The suspects, including online traders and buyers of wild animals and animal products, will face charges and penalties according to a newly revised law on wild animal protection that took effect on January 1, said Li Jun, a top forestry police officer in Hani-Yi Autonomous Prefecture of Honghe.
The amended law bans hunting, sale, purchase, and use of state-protected wild animals or derived products, unless for scientific research, captive breeding, population regulation, monitoring of disease, or other legitimate purposes.
"That means anyone involved in illegal wild animal trade will face criminal penalties, whether you are a poacher, a dealer or just a pet owner," said Li Jun.
In September 2016, forestry police in Yunnan Province caught an online animal dealer surnamed Gu in Honghe's Hekou County, and confiscated a number of wild animals, said Li Lili, a police officer in Gejiu City of Honghe who was a member of the investigation team.
He said police had followed information revealed in Gu's advertisements posted on Baidu.com, in which he claimed he had rare pets, including slow lorises and American green iguanas, for sale.
Following Gu's arrest, police spent eight months hunting for his accomplices. As of early May, they had caught 19 suspects in Honghe, Chuxiong, Yuxi and the provincial capital Kunming, said Li.
"More than 90 wild animals were seized in the crackdown, including 52 exotic animals," said Li. "This is the largest online wildlife trafficking case in Yunnan Province in the past decade."

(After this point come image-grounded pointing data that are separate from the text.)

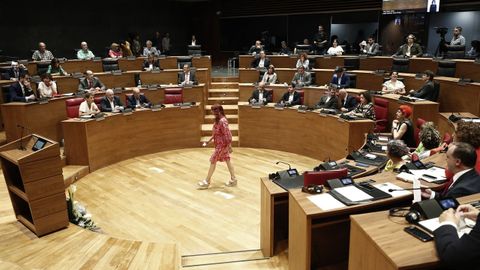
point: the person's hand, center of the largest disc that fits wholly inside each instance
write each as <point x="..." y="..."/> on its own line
<point x="449" y="215"/>
<point x="468" y="211"/>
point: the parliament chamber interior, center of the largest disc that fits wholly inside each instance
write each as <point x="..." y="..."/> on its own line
<point x="209" y="134"/>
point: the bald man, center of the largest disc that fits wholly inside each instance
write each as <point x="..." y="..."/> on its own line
<point x="42" y="54"/>
<point x="137" y="100"/>
<point x="90" y="83"/>
<point x="110" y="103"/>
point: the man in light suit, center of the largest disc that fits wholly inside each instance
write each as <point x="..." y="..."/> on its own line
<point x="110" y="103"/>
<point x="90" y="83"/>
<point x="301" y="77"/>
<point x="259" y="95"/>
<point x="461" y="159"/>
<point x="187" y="77"/>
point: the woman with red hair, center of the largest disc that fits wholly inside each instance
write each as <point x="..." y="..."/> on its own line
<point x="402" y="128"/>
<point x="222" y="139"/>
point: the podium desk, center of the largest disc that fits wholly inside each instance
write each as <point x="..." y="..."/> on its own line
<point x="318" y="238"/>
<point x="118" y="137"/>
<point x="379" y="242"/>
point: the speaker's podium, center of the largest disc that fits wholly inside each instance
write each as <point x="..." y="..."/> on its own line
<point x="33" y="173"/>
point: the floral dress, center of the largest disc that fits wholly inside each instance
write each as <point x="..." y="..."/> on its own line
<point x="222" y="138"/>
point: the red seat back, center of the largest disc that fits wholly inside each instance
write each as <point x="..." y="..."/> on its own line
<point x="72" y="105"/>
<point x="173" y="95"/>
<point x="321" y="177"/>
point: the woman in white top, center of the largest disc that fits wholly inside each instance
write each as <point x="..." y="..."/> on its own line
<point x="47" y="88"/>
<point x="335" y="49"/>
<point x="393" y="85"/>
<point x="270" y="76"/>
<point x="303" y="61"/>
<point x="88" y="106"/>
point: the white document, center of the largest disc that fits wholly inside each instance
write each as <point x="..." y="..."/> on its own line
<point x="353" y="193"/>
<point x="397" y="192"/>
<point x="325" y="201"/>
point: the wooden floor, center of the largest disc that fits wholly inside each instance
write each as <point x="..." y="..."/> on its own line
<point x="152" y="200"/>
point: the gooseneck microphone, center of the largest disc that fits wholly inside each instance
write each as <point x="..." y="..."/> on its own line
<point x="289" y="167"/>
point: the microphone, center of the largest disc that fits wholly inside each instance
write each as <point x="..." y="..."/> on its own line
<point x="289" y="167"/>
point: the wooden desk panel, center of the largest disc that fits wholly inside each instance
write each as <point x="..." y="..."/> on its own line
<point x="141" y="133"/>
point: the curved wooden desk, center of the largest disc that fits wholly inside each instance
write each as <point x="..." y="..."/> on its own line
<point x="118" y="137"/>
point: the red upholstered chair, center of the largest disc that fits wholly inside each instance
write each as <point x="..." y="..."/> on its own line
<point x="173" y="95"/>
<point x="381" y="113"/>
<point x="321" y="177"/>
<point x="416" y="132"/>
<point x="72" y="105"/>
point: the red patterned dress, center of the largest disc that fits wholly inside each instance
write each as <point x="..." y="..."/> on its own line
<point x="222" y="138"/>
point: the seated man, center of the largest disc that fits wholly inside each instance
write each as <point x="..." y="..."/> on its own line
<point x="301" y="77"/>
<point x="461" y="158"/>
<point x="187" y="77"/>
<point x="110" y="103"/>
<point x="90" y="83"/>
<point x="329" y="100"/>
<point x="137" y="100"/>
<point x="21" y="90"/>
<point x="428" y="89"/>
<point x="259" y="95"/>
<point x="261" y="61"/>
<point x="346" y="102"/>
<point x="410" y="49"/>
<point x="291" y="97"/>
<point x="340" y="78"/>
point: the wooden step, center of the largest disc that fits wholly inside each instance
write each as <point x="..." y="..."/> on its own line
<point x="207" y="129"/>
<point x="232" y="118"/>
<point x="223" y="92"/>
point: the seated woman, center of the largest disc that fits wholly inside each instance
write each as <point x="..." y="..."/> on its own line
<point x="88" y="107"/>
<point x="335" y="49"/>
<point x="270" y="76"/>
<point x="47" y="88"/>
<point x="396" y="149"/>
<point x="56" y="69"/>
<point x="365" y="107"/>
<point x="393" y="85"/>
<point x="303" y="61"/>
<point x="115" y="51"/>
<point x="402" y="128"/>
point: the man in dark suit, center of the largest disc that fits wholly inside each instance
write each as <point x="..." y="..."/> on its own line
<point x="461" y="159"/>
<point x="428" y="89"/>
<point x="21" y="90"/>
<point x="454" y="252"/>
<point x="137" y="100"/>
<point x="340" y="79"/>
<point x="291" y="97"/>
<point x="346" y="102"/>
<point x="187" y="77"/>
<point x="110" y="103"/>
<point x="90" y="83"/>
<point x="259" y="95"/>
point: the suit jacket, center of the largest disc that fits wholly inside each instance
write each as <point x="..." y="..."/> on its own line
<point x="344" y="80"/>
<point x="306" y="81"/>
<point x="105" y="104"/>
<point x="458" y="253"/>
<point x="16" y="92"/>
<point x="266" y="94"/>
<point x="467" y="184"/>
<point x="83" y="85"/>
<point x="181" y="78"/>
<point x="257" y="60"/>
<point x="350" y="104"/>
<point x="331" y="104"/>
<point x="132" y="103"/>
<point x="426" y="92"/>
<point x="296" y="98"/>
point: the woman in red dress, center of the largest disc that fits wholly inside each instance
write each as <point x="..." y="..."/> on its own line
<point x="222" y="138"/>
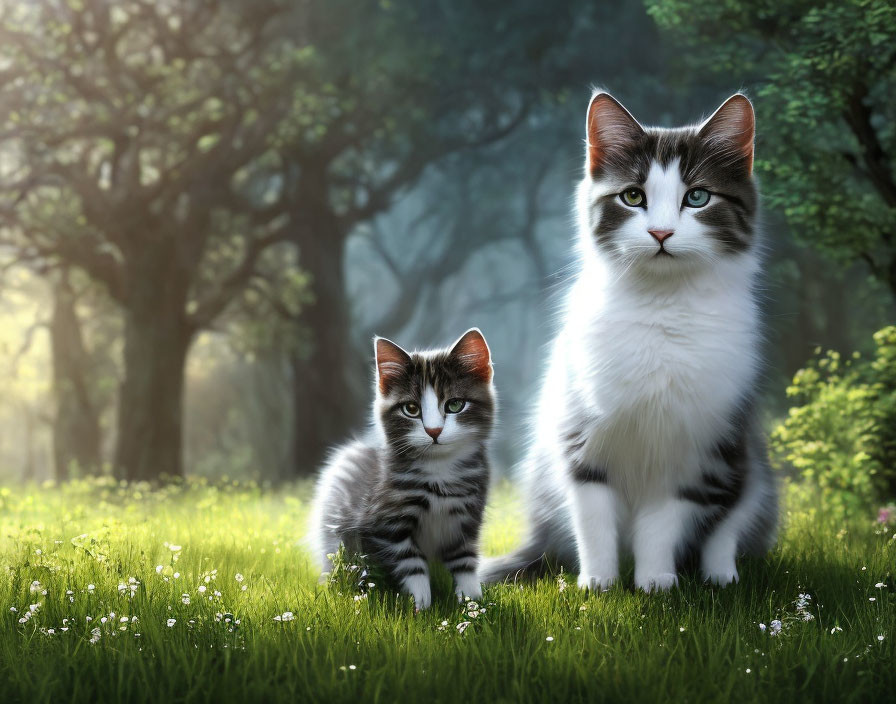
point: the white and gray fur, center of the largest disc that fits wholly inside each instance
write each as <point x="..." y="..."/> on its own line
<point x="415" y="490"/>
<point x="646" y="437"/>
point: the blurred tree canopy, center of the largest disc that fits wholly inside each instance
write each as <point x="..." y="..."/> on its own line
<point x="825" y="77"/>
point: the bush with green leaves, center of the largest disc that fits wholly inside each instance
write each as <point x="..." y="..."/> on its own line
<point x="841" y="437"/>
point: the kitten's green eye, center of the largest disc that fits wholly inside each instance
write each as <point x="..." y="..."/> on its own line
<point x="633" y="197"/>
<point x="455" y="405"/>
<point x="696" y="198"/>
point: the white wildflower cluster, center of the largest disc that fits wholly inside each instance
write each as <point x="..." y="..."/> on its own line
<point x="32" y="610"/>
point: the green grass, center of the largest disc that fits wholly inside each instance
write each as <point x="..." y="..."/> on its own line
<point x="542" y="642"/>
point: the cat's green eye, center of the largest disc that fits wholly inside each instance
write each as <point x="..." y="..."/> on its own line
<point x="455" y="405"/>
<point x="633" y="197"/>
<point x="696" y="198"/>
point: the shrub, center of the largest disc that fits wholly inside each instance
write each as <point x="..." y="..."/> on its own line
<point x="841" y="436"/>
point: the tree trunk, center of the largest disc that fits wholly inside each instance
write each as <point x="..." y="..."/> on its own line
<point x="76" y="427"/>
<point x="325" y="407"/>
<point x="150" y="402"/>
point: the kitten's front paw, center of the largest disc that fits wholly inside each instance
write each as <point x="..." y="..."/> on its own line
<point x="722" y="577"/>
<point x="595" y="583"/>
<point x="661" y="582"/>
<point x="467" y="584"/>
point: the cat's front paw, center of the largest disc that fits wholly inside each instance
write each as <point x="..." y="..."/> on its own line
<point x="661" y="582"/>
<point x="467" y="585"/>
<point x="595" y="583"/>
<point x="418" y="587"/>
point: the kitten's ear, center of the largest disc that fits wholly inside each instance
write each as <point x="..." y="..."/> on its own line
<point x="734" y="125"/>
<point x="609" y="126"/>
<point x="391" y="363"/>
<point x="473" y="353"/>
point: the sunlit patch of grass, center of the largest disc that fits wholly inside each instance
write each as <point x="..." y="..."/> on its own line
<point x="202" y="591"/>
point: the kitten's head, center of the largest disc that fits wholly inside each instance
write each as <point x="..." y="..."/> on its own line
<point x="435" y="404"/>
<point x="659" y="202"/>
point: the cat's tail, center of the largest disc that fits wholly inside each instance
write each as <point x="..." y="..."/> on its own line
<point x="549" y="548"/>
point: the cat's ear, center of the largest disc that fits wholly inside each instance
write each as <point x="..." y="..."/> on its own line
<point x="733" y="125"/>
<point x="473" y="353"/>
<point x="391" y="363"/>
<point x="609" y="127"/>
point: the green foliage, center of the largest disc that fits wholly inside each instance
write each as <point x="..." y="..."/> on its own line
<point x="824" y="76"/>
<point x="841" y="435"/>
<point x="198" y="592"/>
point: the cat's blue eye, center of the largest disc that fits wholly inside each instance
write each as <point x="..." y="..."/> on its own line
<point x="455" y="405"/>
<point x="633" y="197"/>
<point x="696" y="198"/>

He said the suspects had posted ads on social media and all the transactions were completed online. Some of the animals were shipped to faraway provinces including Guangdong, Fujian, Shanxi and Jilin.
"The suspects often lined packages with newspapers to keep the animals warm during delivery, but still, some animals died on the way from hunger or suffocation," said Li.
In a suspicious parcel on its way to the northern province of Shanxi, Li and his colleagues seized a ball python that had apparently suffocated.
Most of the buyers were young people who wanted an exotic pet, such as a python, which sold for 3,000 yuan (435 U.S. dollars). Some were parents who were searching for secret remedies for their ailing children, as wild animals such as lizards were often used in traditional Chinese medicine.
"Captive breeding of wild animals is subject to approval by forestry authorities," said Li. "If you want to keep a cool pet, you should get it in a legitimate way."
He said the seized animals have been handed over to a wildlife refuge center in Kunming. While the exotic animals will be bred in captivity, indigenous species may be released if they are fit to survive in the wild and pose no harm to local people or the ecosystem.
Yunnan Province, known for its rich biodiversity, is home to many endangered wild animals and plants.